Benzenesulfonyl chlorides: new reagents for access to alternative regioisomers in palladium-catalysed direct arylations of thiophenes

Kedong Yuan and Henri Doucet *
Institut des Sciences Chimiques de Rennes, UMR 6226 CNRS-Université de Rennes 1, Organométalliques: Matériaux et Catalyse, Campus de Beaulieu, 35042 Rennes, France. E-mail: henri.doucet@univ-rennes1.fr; Fax: +33 0223236939

Received 28th August 2013 , Accepted 2nd October 2013

First published on 3rd October 2013


Abstract

The palladium-catalysed coupling of benzenesulfonyl chlorides with thiophene derivatives allows regioselective access to β-arylated thiophenes. The reaction proceeds with easily accessible catalyst, base and substrates, without oxidant or ligand and tolerates a variety of substituents on both the benzene and thiophene moieties.


Introduction

In recent years, metal-catalysed functionalization of C–H bonds has emerged as a powerful method for simpler access to molecules useful for materials or biological applications. If specific C–H bonds of (hetero)arenes can be easily coupled with arenes, it becomes one of the simplest methods to access bi(hetero)arenes.1 From thiophene derivatives and aryl halides as the coupling partners, the α-arylated products were easily obtained using palladium catalysts under various conditions (Fig. 1, left).1g,2 On the other hand, until recently, relatively little effort has been expended towards developing such metal-catalysed direct arylation reactions for the synthesis of β-arylated thiophenes (Fig. 1, right).3
image file: c3sc52420e-f1.tif
Fig. 1 Regioselectivity for the arylation of thiophene.
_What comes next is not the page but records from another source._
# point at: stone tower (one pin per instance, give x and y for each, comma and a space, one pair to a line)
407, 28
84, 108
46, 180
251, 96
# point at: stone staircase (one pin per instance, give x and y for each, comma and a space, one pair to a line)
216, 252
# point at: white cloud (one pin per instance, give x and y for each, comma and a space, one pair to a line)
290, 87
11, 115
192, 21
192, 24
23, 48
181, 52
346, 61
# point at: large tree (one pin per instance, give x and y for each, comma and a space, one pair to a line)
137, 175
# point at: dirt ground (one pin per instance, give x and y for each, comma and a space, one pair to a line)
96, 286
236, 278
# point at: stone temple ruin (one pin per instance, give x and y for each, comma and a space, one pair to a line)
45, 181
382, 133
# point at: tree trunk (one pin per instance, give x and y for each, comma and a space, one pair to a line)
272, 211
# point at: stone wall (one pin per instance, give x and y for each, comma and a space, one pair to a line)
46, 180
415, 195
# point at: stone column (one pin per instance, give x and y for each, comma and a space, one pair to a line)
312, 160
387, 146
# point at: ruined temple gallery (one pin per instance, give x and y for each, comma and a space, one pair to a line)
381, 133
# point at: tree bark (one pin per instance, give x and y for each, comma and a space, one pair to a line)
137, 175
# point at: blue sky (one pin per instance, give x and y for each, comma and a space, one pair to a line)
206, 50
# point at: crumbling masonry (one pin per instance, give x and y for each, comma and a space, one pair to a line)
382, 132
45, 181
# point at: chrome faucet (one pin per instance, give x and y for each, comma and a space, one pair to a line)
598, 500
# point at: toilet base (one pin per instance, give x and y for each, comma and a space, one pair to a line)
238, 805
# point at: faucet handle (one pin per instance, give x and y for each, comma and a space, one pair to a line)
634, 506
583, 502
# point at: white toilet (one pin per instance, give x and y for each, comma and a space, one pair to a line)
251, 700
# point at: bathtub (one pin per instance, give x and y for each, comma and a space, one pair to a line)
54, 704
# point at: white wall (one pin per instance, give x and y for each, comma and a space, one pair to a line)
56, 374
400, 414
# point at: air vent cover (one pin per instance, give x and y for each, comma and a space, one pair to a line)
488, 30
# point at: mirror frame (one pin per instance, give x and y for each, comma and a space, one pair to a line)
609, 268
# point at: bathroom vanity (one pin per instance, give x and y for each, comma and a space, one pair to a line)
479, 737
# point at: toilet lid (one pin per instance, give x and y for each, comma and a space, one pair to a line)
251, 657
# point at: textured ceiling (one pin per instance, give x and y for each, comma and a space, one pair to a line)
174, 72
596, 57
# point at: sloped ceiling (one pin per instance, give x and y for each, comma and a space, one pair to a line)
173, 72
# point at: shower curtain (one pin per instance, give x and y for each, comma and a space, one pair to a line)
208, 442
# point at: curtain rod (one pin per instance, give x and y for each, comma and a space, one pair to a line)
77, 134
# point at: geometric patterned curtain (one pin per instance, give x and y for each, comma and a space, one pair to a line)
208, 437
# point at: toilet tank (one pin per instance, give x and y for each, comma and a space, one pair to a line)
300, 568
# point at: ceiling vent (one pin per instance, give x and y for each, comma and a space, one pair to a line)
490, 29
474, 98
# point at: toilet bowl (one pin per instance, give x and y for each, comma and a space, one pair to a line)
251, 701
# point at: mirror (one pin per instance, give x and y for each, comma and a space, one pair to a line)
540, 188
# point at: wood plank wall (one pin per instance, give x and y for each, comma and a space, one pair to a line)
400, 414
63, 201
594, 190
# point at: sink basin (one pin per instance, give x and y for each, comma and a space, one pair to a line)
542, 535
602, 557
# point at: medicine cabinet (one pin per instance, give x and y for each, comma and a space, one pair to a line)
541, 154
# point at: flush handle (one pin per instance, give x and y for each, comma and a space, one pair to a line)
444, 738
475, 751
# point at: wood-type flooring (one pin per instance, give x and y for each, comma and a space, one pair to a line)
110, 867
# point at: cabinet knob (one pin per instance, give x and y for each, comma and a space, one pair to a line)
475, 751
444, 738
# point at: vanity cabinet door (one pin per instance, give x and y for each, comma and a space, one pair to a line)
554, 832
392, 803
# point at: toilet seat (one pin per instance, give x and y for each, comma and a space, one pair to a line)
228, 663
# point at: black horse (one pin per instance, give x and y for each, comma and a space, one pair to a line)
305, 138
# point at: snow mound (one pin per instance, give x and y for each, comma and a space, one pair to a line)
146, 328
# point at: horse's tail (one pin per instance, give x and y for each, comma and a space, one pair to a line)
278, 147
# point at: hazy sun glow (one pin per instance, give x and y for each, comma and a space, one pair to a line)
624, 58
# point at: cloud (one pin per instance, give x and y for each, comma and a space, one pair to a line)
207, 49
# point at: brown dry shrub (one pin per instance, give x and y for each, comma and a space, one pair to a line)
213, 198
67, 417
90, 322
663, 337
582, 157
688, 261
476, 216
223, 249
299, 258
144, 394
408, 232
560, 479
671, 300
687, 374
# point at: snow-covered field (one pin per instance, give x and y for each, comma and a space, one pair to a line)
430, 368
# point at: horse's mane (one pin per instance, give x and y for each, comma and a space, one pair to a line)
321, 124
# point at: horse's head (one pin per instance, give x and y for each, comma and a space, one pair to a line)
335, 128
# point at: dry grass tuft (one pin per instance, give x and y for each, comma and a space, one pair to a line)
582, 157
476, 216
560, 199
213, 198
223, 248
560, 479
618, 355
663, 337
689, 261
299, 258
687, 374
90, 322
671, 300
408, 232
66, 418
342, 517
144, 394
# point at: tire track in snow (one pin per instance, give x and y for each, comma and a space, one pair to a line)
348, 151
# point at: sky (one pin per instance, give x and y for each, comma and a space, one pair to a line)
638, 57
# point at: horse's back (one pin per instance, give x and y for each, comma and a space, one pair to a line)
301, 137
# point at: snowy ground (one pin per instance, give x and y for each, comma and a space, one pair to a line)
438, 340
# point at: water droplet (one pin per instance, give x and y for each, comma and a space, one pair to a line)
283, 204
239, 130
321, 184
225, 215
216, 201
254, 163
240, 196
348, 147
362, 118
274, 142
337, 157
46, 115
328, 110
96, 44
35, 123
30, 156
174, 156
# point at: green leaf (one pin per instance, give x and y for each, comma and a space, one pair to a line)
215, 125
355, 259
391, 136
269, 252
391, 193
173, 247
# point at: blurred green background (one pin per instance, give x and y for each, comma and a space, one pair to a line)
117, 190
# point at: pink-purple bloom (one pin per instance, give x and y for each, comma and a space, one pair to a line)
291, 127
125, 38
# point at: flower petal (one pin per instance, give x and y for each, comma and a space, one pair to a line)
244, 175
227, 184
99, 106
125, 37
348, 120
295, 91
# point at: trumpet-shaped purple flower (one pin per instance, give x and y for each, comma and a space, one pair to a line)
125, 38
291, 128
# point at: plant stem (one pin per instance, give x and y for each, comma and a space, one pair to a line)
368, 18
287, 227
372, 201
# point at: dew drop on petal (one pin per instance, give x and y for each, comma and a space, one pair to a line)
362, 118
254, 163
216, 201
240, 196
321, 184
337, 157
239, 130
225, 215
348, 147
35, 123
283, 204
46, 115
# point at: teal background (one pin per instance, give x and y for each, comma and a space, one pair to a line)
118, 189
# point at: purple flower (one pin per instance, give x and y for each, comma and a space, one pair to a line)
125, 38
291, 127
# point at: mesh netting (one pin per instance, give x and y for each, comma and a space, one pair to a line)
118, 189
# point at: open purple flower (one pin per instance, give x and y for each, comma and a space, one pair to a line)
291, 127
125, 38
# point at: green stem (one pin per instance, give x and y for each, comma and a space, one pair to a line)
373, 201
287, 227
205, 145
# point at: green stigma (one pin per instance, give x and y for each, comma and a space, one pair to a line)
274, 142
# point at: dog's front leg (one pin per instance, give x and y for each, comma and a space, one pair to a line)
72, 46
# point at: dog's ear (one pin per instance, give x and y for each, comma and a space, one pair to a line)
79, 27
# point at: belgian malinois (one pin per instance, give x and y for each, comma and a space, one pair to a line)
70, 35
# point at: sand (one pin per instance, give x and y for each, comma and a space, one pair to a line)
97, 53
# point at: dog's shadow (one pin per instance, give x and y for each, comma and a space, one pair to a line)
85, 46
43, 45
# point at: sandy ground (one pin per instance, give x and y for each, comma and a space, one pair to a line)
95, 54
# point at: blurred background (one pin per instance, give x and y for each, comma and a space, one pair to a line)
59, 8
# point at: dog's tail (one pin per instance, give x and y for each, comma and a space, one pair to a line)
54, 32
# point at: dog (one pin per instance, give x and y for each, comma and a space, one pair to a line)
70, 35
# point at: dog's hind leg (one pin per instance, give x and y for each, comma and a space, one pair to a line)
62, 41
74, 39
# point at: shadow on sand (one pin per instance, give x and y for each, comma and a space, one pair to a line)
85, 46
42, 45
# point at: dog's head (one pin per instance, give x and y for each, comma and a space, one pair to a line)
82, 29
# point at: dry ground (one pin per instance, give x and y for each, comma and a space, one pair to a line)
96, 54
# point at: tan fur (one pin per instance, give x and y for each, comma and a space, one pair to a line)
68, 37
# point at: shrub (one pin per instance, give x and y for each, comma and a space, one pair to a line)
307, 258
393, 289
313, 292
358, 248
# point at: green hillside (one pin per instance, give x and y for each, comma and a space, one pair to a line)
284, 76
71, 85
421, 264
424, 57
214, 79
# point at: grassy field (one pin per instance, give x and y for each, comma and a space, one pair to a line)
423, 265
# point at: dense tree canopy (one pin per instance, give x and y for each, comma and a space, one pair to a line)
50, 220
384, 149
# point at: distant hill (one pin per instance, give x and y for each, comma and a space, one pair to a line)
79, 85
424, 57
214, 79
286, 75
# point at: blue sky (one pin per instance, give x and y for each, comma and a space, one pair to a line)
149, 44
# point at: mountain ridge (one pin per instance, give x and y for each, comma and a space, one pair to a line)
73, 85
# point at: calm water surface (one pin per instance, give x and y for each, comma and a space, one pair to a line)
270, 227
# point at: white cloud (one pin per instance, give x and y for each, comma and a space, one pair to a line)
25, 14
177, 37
A few examples of such β-arylations3 have been reported using new catalysts, reactants and/or reaction conditions.4–9 Some of them employ a directing group on the thiophene derivative such as a 2-pyridyl or a carboxanilide function to control the regioselectivity of the arylation.4,5 In 2009, Itami and co-workers established a catalytic system that promotes the β-selective arylation of thiophene derivatives with aryl iodides without a directing group on the thiophenes. This β-functionalisation was obtained using PdCl2 associated with a phosphite ligand using Ag2CO3 as the base (Scheme 1, top).6 Glorius and co-workers have very recently reported an heterogeneously catalyzed C–H arylation of benzo[b]thiophenes.7 They demonstrated that, using Pd/C catalyst without additional ligands or directing groups on benzothiophene, but in the presence of 10 mol% CuCl, the less reactive β-position of benzothiophenes was arylated with excellent selectivity. Studer and Itami have also developed a method for the β-arylation of thiophenes with arylboronic acids under Pd/TEMPO catalysis (Scheme 1, middle).8 The same year, Bach et al. reported that thiophenes substituted at C3 by CH2COOEt or CH2PO(OEt)2 undergo a regioselective oxidative coupling reaction at C4 with various arylboronic acids in the presence of silver oxide, cesium trifluoroacetate [Cs(tfa)], benzoquinone (BQ), and Pd(tfa)2 catalyst in trifluoroacetic acid.9 In 2012, Oi et al. described the direct arylation of (benzo)thiophenes with aryltrimethylsilanes. The use of PdCl2(MeCN)2 catalyst in the presence of CuCl2 as oxidant also gives β-arylated thiophenes (Scheme 1, middle).10


image file: c3sc52420e-s1.tif
Scheme 1 Procedures for Pd-catalysed β-arylations of thiophene derivatives without directing groups.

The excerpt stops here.